Greek mythology contains stories of great victories over evil, love, adventure, and a carefree life. The hero inevitably wins, and mankind was always celebrated. Zeus is often pictured as amorous, joyful, and comic. Odin on the other hand, who is Zeus’s Norse counterpart, is also the ruler of the Norse Gods. Odin is described as strange, solemn, and detached, a probable result of his constant grapple with threatening doom. Zeus spends his time frolicking with other women, as Odin seeks as much knowledge as possible, which was often gained through physical trials. Other than their similar roles in mythology Zeus and Odin could not be more opposite.

The Norse fought against nature more than the Greek and the Norse people experienced the negative and hard things, like darkness and coldness, in nature. In Norse mythology they prepared themselves to meet their fates, and in Greek mythology they always ran away from their fates. Another major difference is that Zeus fought against his father in the Greek story. In the Norse story Odin fought against the giant, Ymir.

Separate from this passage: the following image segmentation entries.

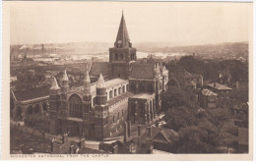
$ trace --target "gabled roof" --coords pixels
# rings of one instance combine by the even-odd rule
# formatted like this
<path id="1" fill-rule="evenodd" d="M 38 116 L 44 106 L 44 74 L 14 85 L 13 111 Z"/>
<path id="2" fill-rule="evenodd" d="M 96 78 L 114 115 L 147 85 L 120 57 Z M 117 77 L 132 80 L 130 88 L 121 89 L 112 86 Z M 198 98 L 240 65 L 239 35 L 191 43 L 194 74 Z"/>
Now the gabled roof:
<path id="1" fill-rule="evenodd" d="M 103 87 L 105 87 L 105 82 L 103 76 L 100 74 L 96 82 L 96 88 L 103 88 Z"/>
<path id="2" fill-rule="evenodd" d="M 118 48 L 131 47 L 130 38 L 128 35 L 123 14 L 114 45 Z"/>
<path id="3" fill-rule="evenodd" d="M 154 79 L 155 64 L 151 63 L 133 63 L 131 79 Z"/>
<path id="4" fill-rule="evenodd" d="M 94 62 L 92 64 L 89 74 L 98 77 L 100 73 L 102 76 L 108 76 L 108 62 Z"/>
<path id="5" fill-rule="evenodd" d="M 202 90 L 202 94 L 204 94 L 204 95 L 218 95 L 217 93 L 215 93 L 215 92 L 213 92 L 213 91 L 211 91 L 207 88 Z"/>
<path id="6" fill-rule="evenodd" d="M 248 129 L 238 128 L 238 143 L 239 144 L 248 145 L 248 140 L 249 140 L 248 134 L 249 134 Z"/>
<path id="7" fill-rule="evenodd" d="M 142 138 L 151 138 L 152 140 L 158 139 L 159 138 L 163 138 L 165 140 L 170 143 L 173 140 L 178 139 L 178 134 L 170 129 L 163 129 L 159 127 L 152 127 L 152 136 L 149 137 L 149 134 L 146 132 L 143 134 Z"/>
<path id="8" fill-rule="evenodd" d="M 60 89 L 59 84 L 58 84 L 55 77 L 53 77 L 50 89 L 52 89 L 52 90 Z"/>
<path id="9" fill-rule="evenodd" d="M 218 90 L 231 90 L 232 89 L 230 87 L 227 87 L 226 85 L 224 85 L 224 84 L 221 84 L 218 82 L 210 83 L 210 84 L 208 84 L 208 86 L 213 87 Z"/>
<path id="10" fill-rule="evenodd" d="M 30 99 L 48 96 L 49 88 L 50 85 L 45 85 L 36 88 L 32 88 L 29 90 L 16 90 L 13 92 L 18 101 L 26 101 Z"/>

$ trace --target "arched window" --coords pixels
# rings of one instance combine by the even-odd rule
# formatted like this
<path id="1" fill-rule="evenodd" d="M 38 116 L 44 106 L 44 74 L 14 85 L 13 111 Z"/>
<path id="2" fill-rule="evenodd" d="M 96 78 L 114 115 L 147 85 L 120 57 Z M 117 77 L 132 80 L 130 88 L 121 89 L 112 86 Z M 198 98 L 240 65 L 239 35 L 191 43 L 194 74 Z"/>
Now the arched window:
<path id="1" fill-rule="evenodd" d="M 34 106 L 34 113 L 39 113 L 39 112 L 40 112 L 39 104 L 35 104 L 35 106 Z"/>
<path id="2" fill-rule="evenodd" d="M 22 119 L 22 114 L 23 114 L 22 108 L 19 106 L 16 110 L 16 118 Z"/>
<path id="3" fill-rule="evenodd" d="M 131 83 L 131 90 L 135 91 L 135 84 L 134 84 L 134 82 Z"/>
<path id="4" fill-rule="evenodd" d="M 148 84 L 148 92 L 153 92 L 153 85 L 151 83 Z"/>
<path id="5" fill-rule="evenodd" d="M 42 103 L 42 110 L 43 111 L 47 111 L 47 104 L 46 104 L 46 102 Z"/>
<path id="6" fill-rule="evenodd" d="M 77 94 L 69 98 L 69 115 L 70 117 L 83 118 L 82 100 Z"/>
<path id="7" fill-rule="evenodd" d="M 10 99 L 10 109 L 11 110 L 14 110 L 14 99 L 11 97 L 11 99 Z"/>
<path id="8" fill-rule="evenodd" d="M 143 83 L 140 83 L 140 91 L 144 92 L 144 84 Z"/>
<path id="9" fill-rule="evenodd" d="M 117 95 L 117 93 L 116 93 L 116 89 L 114 89 L 114 96 L 116 96 Z"/>
<path id="10" fill-rule="evenodd" d="M 28 115 L 32 115 L 32 105 L 30 105 L 27 110 L 28 110 Z"/>
<path id="11" fill-rule="evenodd" d="M 114 55 L 114 60 L 115 60 L 115 61 L 118 61 L 118 54 L 116 54 L 116 53 L 115 53 L 115 55 Z"/>
<path id="12" fill-rule="evenodd" d="M 113 91 L 112 90 L 109 91 L 109 99 L 110 98 L 113 98 Z"/>

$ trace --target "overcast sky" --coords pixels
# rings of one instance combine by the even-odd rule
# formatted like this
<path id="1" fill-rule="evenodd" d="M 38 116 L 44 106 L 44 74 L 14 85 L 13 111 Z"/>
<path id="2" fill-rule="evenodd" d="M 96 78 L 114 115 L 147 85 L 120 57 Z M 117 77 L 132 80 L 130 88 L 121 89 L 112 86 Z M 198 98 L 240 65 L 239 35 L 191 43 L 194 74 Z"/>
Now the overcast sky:
<path id="1" fill-rule="evenodd" d="M 250 3 L 22 2 L 10 8 L 11 44 L 114 42 L 122 10 L 131 41 L 248 41 Z"/>

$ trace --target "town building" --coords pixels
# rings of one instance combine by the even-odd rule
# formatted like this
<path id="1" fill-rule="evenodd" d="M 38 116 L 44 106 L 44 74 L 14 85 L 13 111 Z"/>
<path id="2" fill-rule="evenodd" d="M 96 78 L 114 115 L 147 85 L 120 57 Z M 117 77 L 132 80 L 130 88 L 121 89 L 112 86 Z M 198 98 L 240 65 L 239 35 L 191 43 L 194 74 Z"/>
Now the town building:
<path id="1" fill-rule="evenodd" d="M 96 82 L 91 82 L 90 73 Z M 167 82 L 168 71 L 161 63 L 137 61 L 122 15 L 114 46 L 109 48 L 109 63 L 87 67 L 80 86 L 70 85 L 65 70 L 61 80 L 53 78 L 51 87 L 43 91 L 47 92 L 50 132 L 103 139 L 119 136 L 127 121 L 153 124 L 162 111 Z M 21 114 L 29 115 L 27 106 Z"/>
<path id="2" fill-rule="evenodd" d="M 209 89 L 202 89 L 199 92 L 198 98 L 199 103 L 202 108 L 217 108 L 218 106 L 218 94 L 209 90 Z"/>

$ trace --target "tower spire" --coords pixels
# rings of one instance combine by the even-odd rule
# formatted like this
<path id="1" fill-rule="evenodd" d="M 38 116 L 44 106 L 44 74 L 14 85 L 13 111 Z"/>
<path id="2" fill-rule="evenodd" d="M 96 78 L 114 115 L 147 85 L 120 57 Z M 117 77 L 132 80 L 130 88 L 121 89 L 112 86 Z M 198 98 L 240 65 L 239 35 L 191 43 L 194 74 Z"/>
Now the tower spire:
<path id="1" fill-rule="evenodd" d="M 104 82 L 104 79 L 103 79 L 103 76 L 102 76 L 101 73 L 100 73 L 99 78 L 98 78 L 98 80 L 97 80 L 96 87 L 97 87 L 97 88 L 103 88 L 103 87 L 105 87 L 105 82 Z"/>
<path id="2" fill-rule="evenodd" d="M 132 47 L 124 20 L 123 11 L 114 46 L 117 48 Z"/>

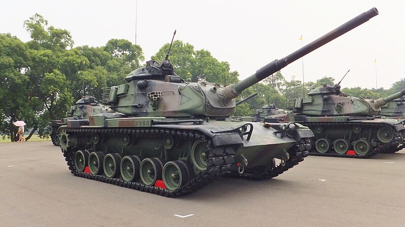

There is one major connection between the two and that is the importance of fate. In Norse mythology, The Norn’s exist as three creatures that determine fate. Their job is to create time, without time one cannot determine fate. In Greek mythology there are the Fates, who are known as the Moerae or Apportioners. The three females decide how long every individual is going to live. In both sets of mythologies, the creatures that determine fate are identical in purpose, gender, and number. Also, each of these stories both have struggle between Gods, who later would be ruler of the other gods. In my opinion these two mythologies are strongly connected.